Джонатан попробовал точно определить, из какого места в лабиринте исходит звук — может, и удастся избежать встречи с мистером Монком. Он крадучись двинулся по аллее, перекатываясь с пятки на носок, чтобы ступать потише.
— С другими ветками не поладила? — Голос мистера Монка источал мед. — О-о, тебе не подходит их общество. Да, я понимаю. Ты такая одинокая душа, держишься подальше от этой гоп-компании. — Потом он вдруг взревел: — Гордыня! Вот твоя беда! У меня найдется лекарство от гордыни! — Чик! — Вот так!
Джонатан присел на корточки возле плотной живой изгороди, не осмеливаясь пошевелиться и будучи не в состоянии определить, откуда исходит голос мистера Монка. Но мистер Монк молчал. Затем Джонатан представил себе, как бы со стороны, как он сам трясется при одной мысли о встрече с собственным садовником. Он улыбнулся, тряхнул головой и поднялся.
— Что вы делаете, доктор Хэмлок? — раздался голос мистера Монка непосредственно сзади от Джонатана.
— Ой! Да! Здравствуйте. — Джонатан нахмурился и ковырнул носком туфли землю. — Эта… э-э-э… эта трава вон там, мистер Монк. Я ее рассматривал. Что-то в ней не то. А вам не кажется?
Мистер Монк ничего подобного не заметил, но он всегда был готов поверить в самое худшее, если дело касалось всего, что растет из земли.
— В каком смысле не то, доктор Хэмлок?
— Ну, она… э-э-э… зеленей обычного. Зеленей, чем надо.
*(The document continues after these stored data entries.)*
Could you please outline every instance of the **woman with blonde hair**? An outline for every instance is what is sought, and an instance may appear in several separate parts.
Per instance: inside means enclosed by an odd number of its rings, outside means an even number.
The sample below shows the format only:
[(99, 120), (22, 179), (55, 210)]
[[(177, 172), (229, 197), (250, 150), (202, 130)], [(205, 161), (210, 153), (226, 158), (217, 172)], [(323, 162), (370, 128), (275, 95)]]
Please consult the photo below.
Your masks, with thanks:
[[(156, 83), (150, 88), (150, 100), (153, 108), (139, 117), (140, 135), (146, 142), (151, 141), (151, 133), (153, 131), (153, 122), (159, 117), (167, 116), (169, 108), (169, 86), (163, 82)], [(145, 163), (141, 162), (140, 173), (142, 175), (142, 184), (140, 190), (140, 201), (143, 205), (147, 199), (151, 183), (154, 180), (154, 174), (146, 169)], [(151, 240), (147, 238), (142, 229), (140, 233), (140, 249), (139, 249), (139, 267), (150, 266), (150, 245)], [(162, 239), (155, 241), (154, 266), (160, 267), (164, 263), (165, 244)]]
Вы понимаете?
Мистер Монк внимательно посмотрел на траву возле кустарника, а потом сопоставил ее с прочей травой, росшей поблизости.
— Это точно так?
Глаза его округлились от ярости, когда он уставился на клочок травы, столь дерзко нарушающий общий порядок.
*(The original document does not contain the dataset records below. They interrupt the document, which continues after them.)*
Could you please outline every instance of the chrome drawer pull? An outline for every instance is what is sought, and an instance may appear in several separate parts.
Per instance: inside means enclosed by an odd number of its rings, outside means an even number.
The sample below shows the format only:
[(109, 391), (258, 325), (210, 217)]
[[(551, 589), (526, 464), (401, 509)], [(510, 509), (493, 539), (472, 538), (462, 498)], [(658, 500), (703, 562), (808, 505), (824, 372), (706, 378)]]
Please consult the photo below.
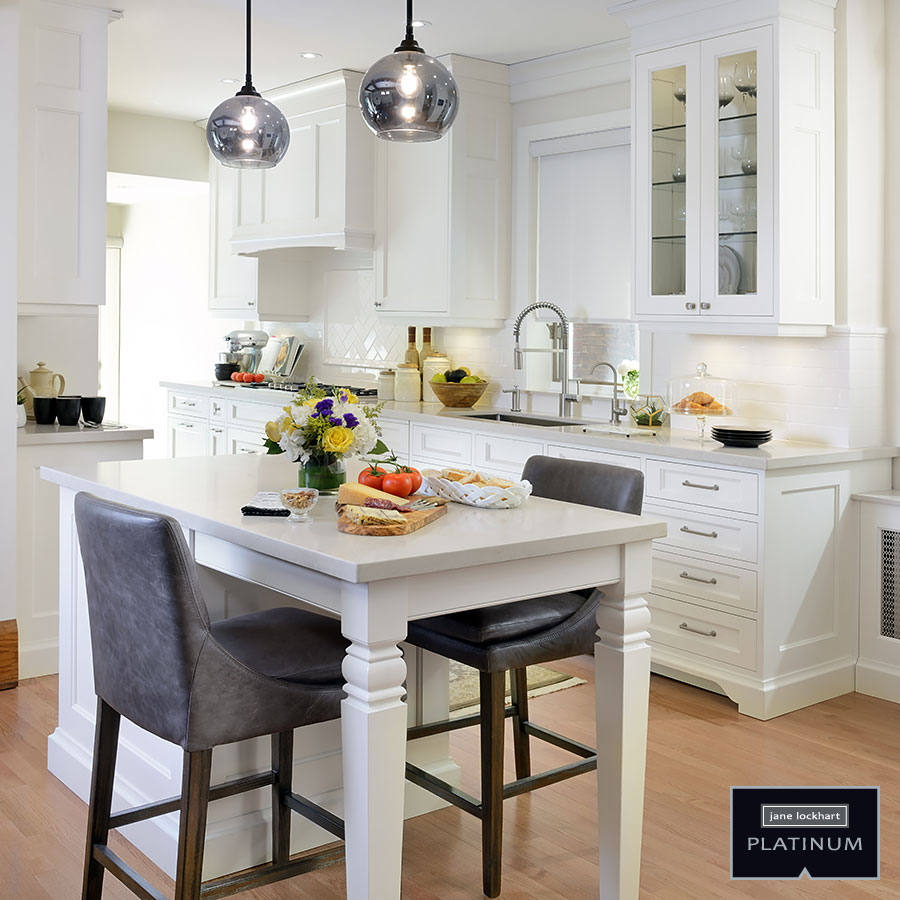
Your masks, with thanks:
[(682, 525), (681, 530), (685, 534), (696, 534), (699, 537), (717, 538), (719, 536), (719, 533), (717, 531), (694, 531), (693, 528), (688, 528), (687, 525)]
[(182, 406), (196, 406), (197, 404), (193, 400), (185, 400), (181, 405)]
[(679, 578), (687, 578), (688, 581), (699, 581), (700, 584), (716, 584), (715, 578), (698, 578), (696, 575), (688, 575), (687, 572), (682, 572)]
[(181, 427), (182, 428), (193, 428), (194, 426), (191, 425), (190, 422), (182, 422)]
[(716, 630), (715, 628), (712, 631), (701, 631), (699, 628), (691, 628), (687, 622), (682, 622), (678, 626), (682, 631), (689, 631), (691, 634), (702, 634), (703, 637), (715, 637)]
[(684, 487), (700, 488), (701, 491), (717, 491), (719, 489), (717, 484), (694, 484), (693, 481), (682, 481), (681, 484)]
Джонатан пошел по аллее с нарочитой небрежностью и свернул за первый же угол. Приближаясь к дому, он ускорил шаг. Вдогонку ему несся голос мистера Монка из лабиринта:
— У-у, сорняки хреновы! Вечно все напортят! То совсем черные и грязные, то, видите ли, слишком зеленые! Вот я вас вразумлю!
Хрясь!
Джонатан ехал на станцию по дороге, обсаженной деревьями. Скорее всего, по доброй лонг-айлендской традиции поезд запоздает, но на всякий случай на станции надо было появиться вовремя — не заставлять же Джемайму ждать! Автомобиль Джонатана — «аванти» класса люкс, сделанный по особому заказу — вполне соответствовал гедонистическому образу жизни хозяина. Машина была в скверном состоянии — Джонатан гонял ее нещадно и совсем не уделял внимания ремонту. Однако элегантные формы «аванти» нравились ему чрезвычайно. Джонатан намеревался, когда авто окончательно выйдет из строя, поставить его на лужайке перед домом и, по возможности, использовать в качестве сеялки.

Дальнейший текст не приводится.